David Petersen is a Real Estate and Land Use attorney at Tonkon Torp. He and appellate attorney Robyn Ridler Aoyagi represented the petitioner in Ooten v. Clackamas County, 270 Or. App. 214 (2015). David summarizes the Oregon Court of Appeal’s opinion in his article “Statewide Land Use Planning Goal Exceptions Do Not Always Authorize New Uses Without a New Goal Exception, and ‘And’ Means ‘And’,” published in the May 2015 issue of the Oregon State Bar’s Real Estate and Land Use Digest.

The primary issue in Ooten v. Clackamas County was whether or not Clackamas County was required to take new exceptions to Statewide Land Use Planning Goals for preservation of agricultural and forest land when it authorized new rural industrial uses on land previously designated as Rural in the County’s 1980 Comprehensive Plan. The County concluded that this did not require new goal exceptions. Both the Land Use Board of Appeals and the Court of Appeals disagreed, concluding that the County should have, but did not, apply the processes in Oregon Administrative Rule (OAR) 660-004-0018 to determine if new exceptions were required. The matter has been remanded to Clackamas County for further proceedings.
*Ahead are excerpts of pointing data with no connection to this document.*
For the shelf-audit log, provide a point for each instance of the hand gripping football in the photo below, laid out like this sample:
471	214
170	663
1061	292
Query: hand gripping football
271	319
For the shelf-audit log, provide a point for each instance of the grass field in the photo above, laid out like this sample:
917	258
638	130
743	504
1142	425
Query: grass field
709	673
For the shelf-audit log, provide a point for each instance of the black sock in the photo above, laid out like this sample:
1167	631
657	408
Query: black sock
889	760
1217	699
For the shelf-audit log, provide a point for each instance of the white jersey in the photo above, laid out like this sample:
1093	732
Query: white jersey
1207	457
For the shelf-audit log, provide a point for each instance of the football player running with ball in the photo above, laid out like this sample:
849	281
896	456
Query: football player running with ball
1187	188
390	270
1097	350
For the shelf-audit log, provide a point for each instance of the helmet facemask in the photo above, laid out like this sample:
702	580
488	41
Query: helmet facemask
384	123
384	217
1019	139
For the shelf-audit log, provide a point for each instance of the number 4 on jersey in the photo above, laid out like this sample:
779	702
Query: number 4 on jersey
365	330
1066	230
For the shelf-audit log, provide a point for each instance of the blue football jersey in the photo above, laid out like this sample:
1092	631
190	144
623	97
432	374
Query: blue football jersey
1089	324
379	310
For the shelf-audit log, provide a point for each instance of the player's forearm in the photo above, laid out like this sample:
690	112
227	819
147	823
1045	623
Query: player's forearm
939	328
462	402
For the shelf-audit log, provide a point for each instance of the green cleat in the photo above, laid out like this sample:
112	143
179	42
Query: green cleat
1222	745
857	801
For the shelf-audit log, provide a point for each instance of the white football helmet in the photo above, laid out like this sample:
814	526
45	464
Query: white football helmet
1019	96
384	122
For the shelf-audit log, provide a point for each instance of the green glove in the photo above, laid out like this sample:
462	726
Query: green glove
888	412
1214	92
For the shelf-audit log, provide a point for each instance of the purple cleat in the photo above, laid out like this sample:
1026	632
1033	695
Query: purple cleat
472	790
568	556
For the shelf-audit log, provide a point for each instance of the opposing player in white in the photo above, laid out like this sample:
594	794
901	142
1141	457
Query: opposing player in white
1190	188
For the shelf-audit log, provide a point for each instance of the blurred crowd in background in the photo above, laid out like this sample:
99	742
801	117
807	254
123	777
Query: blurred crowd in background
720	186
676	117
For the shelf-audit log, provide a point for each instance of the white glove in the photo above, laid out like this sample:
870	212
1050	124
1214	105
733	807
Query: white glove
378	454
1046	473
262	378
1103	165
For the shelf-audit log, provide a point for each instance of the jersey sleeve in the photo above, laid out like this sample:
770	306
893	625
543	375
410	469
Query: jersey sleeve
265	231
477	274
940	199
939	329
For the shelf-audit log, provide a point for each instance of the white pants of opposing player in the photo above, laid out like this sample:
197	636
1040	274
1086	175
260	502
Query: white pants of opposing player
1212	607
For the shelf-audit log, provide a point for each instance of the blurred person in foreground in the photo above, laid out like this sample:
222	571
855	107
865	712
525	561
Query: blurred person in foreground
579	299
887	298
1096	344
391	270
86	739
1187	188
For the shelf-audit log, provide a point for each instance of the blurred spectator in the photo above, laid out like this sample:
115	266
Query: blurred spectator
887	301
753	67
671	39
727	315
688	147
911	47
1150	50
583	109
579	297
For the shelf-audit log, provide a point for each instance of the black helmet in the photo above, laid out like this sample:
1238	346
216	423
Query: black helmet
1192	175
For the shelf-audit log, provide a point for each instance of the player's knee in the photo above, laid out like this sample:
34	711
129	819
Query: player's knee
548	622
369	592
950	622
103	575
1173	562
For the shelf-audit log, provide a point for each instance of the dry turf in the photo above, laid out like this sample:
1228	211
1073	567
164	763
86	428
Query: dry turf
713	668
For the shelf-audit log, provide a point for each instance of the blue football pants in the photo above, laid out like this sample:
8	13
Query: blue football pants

Additionally, the Court of Appeals considered the landowner’s argument that a list of four requirements in OAR 660-004-0018(2), separated by the word “and,” should be read in the disjunctive; i.e. that only one of the four requirements needed to be met rather than all four. The Court declined to adopt the landowner’s interpretation, holding that “and” means “and” not “or,” and therefore all four requirements must be met to satisfy the rule.